Online spaces, in short, differ from physical spaces in at least three ways: the Internet, being informational rather than geographical, sheds many of the physical world’s limitations in terms of scale and functions; people behave differently when online; and virtual spaces raise unique rights concerns.
So, how then, should the test for “bona fide inquiries” be applied in the context of online spaces?
The space where police reasonably suspect crime is occurring must therefore be “carefully delineate[d]” and “defined with sufficient precision”, to “ensure the police have narrowed their scope so that the purview of their inquiry is no broader than the evidence allows”. This is all the more critical in virtual spaces, which, lacking the constraints inherent in physical spaces, can be extremely vast in reach. While true of all spaces police may investigate, it is particularly important that online spaces are “defined narrowly and with precision”.
In Ahmad, the Court listed six factors that may illuminate the assessment of whether the police investigation was properly tailored:
(1) the seriousness of the crime in question;
(2) the time of day and the number of activities and persons who might be affected;
(3) whether racial profiling, stereotyping or reliance on vulnerabilities played a part in the selection of the location;
(4) the level of privacy expected in the area or space;
(5) the importance of the virtual space to freedom of expression; and
(6) the availability of other, less intrusive investigative techniques. These factors, however, are neither exhaustive nor mandatory. All six factors will not always be relevant or helpful in a given case.
The Court in Ahmad also made clear that the reasonable suspicion analysis turns not only on a space’s physical characteristics, but on whether the police “have narrowed their scope so that the purview of their inquiry is no broader than the evidence allows”. The space, the crimes and the nature of the investigation all influence the acceptable purview of the police’s inquiry.
The entire context, in short, determines whether the space of an investigation was sufficiently precise.
Scrutiny into whether a space is sufficiently precise is crucial when police investigate broader spaces like a website.
First, in permeable and interactive spaces, the “space” of an inquiry will not necessarily be intuitive. The possibility of creating subspaces, such as postings within a broader website, suggests that the ways subspaces are embedded in broader online spaces may be critical for understanding how the space of an inquiry was tethered to reasonable suspicion.

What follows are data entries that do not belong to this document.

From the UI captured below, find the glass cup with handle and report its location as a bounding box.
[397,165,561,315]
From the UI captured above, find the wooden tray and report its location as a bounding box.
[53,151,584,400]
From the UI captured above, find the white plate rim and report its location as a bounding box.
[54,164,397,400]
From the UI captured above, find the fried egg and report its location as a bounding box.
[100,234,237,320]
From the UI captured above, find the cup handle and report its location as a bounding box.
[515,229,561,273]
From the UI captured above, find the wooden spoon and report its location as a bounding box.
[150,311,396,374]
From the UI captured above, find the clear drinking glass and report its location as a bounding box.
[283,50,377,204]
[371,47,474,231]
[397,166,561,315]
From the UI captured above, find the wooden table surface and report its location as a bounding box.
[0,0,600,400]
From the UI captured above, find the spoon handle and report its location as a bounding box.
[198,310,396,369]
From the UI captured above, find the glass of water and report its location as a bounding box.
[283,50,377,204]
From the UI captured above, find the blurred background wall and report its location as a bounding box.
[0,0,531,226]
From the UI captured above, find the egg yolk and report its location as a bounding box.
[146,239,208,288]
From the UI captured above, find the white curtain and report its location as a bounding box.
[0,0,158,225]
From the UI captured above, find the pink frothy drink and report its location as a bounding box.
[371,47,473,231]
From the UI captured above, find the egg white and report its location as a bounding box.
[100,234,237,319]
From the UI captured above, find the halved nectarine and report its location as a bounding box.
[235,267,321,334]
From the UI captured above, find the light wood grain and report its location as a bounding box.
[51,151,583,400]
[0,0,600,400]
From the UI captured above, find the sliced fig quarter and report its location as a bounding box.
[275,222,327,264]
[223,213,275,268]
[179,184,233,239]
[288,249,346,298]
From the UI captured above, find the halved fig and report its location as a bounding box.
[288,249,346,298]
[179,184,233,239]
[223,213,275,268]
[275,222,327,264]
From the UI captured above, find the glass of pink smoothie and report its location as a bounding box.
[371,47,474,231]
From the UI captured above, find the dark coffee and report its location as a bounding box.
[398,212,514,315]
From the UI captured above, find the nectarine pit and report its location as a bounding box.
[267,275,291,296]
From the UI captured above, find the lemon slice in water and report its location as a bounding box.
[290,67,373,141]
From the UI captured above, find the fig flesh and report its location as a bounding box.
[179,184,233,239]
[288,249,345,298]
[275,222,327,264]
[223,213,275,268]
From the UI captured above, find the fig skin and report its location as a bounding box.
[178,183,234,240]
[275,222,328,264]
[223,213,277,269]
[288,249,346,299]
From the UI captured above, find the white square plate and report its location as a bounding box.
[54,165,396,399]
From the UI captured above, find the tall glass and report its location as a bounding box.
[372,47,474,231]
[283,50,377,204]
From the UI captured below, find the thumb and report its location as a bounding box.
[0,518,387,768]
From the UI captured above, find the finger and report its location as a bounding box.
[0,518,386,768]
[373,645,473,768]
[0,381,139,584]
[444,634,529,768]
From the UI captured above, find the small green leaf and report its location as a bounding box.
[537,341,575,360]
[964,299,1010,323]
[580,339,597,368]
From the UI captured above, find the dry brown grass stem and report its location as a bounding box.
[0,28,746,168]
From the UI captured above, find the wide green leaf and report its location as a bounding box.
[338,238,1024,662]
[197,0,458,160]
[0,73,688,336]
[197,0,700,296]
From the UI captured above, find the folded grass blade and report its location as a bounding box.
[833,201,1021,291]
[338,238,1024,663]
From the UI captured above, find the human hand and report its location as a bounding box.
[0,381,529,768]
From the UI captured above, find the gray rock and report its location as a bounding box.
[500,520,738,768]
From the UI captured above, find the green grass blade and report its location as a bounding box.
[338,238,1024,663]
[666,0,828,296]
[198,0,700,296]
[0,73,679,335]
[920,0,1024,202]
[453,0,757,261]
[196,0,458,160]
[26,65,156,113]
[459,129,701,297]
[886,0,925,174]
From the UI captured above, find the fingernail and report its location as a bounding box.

Second, whether an online space was sufficiently precise may turn as much on the space’s functions and interactivity as it does on its parameters. A space’s functions may require that police further tailor the location of an online inquiry. They may require the police to focus on more carefully delineated spaces and target their opportunities to particular subspaces or to particular ways in which users engage with the virtual space. They may also call for attention to how the space facilitates or inhibits data collection. The Ahmad factors may assist in this determination. Entire websites will rarely be sufficiently particularized, as multi-functional virtual spaces will usually be too broad to support reasonable suspicion. But in some virtual spaces, the criminality may be so pervasive that it supports a reasonable suspicion over the entire area. In sum, the internet’s unique features are inescapable in assessing whether the location is sufficiently precise to ground reasonable suspicion.
APPLICATION TO THIS CASE
The Court concluded that the appellant was not entrapped. The police had reasonable suspicion over a space defined with sufficient precision. The investigation did not extend to the enter website; rather, the “space” was the particular type of ads within the York Region escort subdirectory of a given website that emphasized the sex workers’ extreme youth. Second, the offences offered by the police were rationally connected and proportionate to the offence they reasonably suspected was occurring in that space.